To continue the metaphorical overkill, the interior of the airliner is a mostly static environment for most of its passengers, as is the world outside the airliner for most of those not on the airliner. Each group, if it cares to notice, can see the relative motion of the other: the person on the ground sees the airliner cross the sky and the passenger on the airliner can see the ground pass him by. These are two separate environments moving past one another with little effect on one another.
The defining characteristic of the airliner for me is not the trip itself but the fact that the trip is of limited duration. We don't live on the airliner; we live at either end of the trip, at the origin or the destination. Because this airliner is on a one-way trip, here only the destination is important; to return to the origin is just to make it a new destination. The choice to board the airliner and to tolerate your time aboard is prompted only by a desire to reach the destination; if a passenger loses sight of that and begins to see the airliner as a destination or his time on the airliner as semi-permanent, how devalued will the destination seem when he disembarks voluntarily or is forced to do so by the tired flight crew?
Once any passenger reaches his destination, how long will he remain? That's my preoccupation at the moment. When I started this bloggarrhea, I remembered my days "in flux", preparing and moving in nearly every aspect of my life. Now, I have established myself in a career; I'm progressing and learning, becoming more expert, but not fundamentaly changing my professional position any longer. I'm physically established, a homeowner with more possessions than I can easily move on short notice; I acquire and discard continuously, but I'm now established as a man of property with a firm attachment to said property. I'm a happy husband and father, and no longer at sea emotionally. Even philosophically, after a major upheaval, I've become comfortable with my outlook; I feel challenged and engaged in a different way than when I was younger, questioning everything.
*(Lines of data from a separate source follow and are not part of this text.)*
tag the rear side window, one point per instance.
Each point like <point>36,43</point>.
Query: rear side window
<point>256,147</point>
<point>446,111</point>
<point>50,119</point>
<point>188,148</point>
I've realized that I'm at my destination finally, albeit (hopefully) not at my final destination. I see also that I reached that destination some time ago without appreciating it. From curiousity, I started to wonder why it's taken so long to recognize that I'd stepped off my metaphorical airliner (last mention, I promise). The larger issue for me now is whether I can hold tight to the good in my present without jeopardizing the good in my future.
What comes next, and how do I know when to move forward?